Less commonly there may be problems with speech, as some people may find it hard to pronounce certain sounds correctly (like the letter “z”), or have a lisp. Other problems may include an inability to perform certain movements of the tongue such as rolling it or flicking it.
Other symptoms may include pain when performing certain movements such as coughing or retching, or an intermittent sharp pain in the affected area. More rarely the frenulum breve may also restrict the amount that the tongue can be inflated, which may cause breathing difficulties if the tongue swells. This problem can be serious and needs to be treated immediately by a medical professional.
Who Is At Risk Of Developing A Frenulum Breve?
A frenulum breve can develop at any age, but they are most commonly found in children who are still developing their speech (between the ages of 3 and 6). They are also known to run in families.
What Is The Treatment For This Condition?
The treatment for a frenulum breve will vary from person to person and it is important that you consult with your doctor or physician before beginning any treatment program.
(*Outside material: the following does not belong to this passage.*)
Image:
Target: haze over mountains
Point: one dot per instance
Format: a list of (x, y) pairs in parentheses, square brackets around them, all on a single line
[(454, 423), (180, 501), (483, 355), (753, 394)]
Treatment may include:
Laser treatment: this involves using a medical laser to burn through the frenulum breve and allowing the tongue more freedom of movement.
Dilatation therapy: enlarging the gap by stretching the frenulum breve under local anesthetic.
Surgery: cutting the frenulum breve and sewing the edges back together under local anesthetic. This is a more invasive procedure and should be considered only as a last resort.
What Can I Do To Prevent The Development Of A Frenulum Breve?
There is no way of preventing a frenulum breve and it may develop in individuals without any known risk factors.
Is It Possible To Have A Frenulum Breve On More Than One Place Of The Tongue?
Yes, it is possible to have more than one frenulum breve in various parts of the tongue.
What Is The Success Rate Of Frenulums Breves Treatment?
The success rate of both laser and dilatation therapy is high with fewer than 5 percent of people requiring surgery in each group. Most people will require more than one treatment in order to gain the movement that they need and surgery is needed in less than 15 percent of people.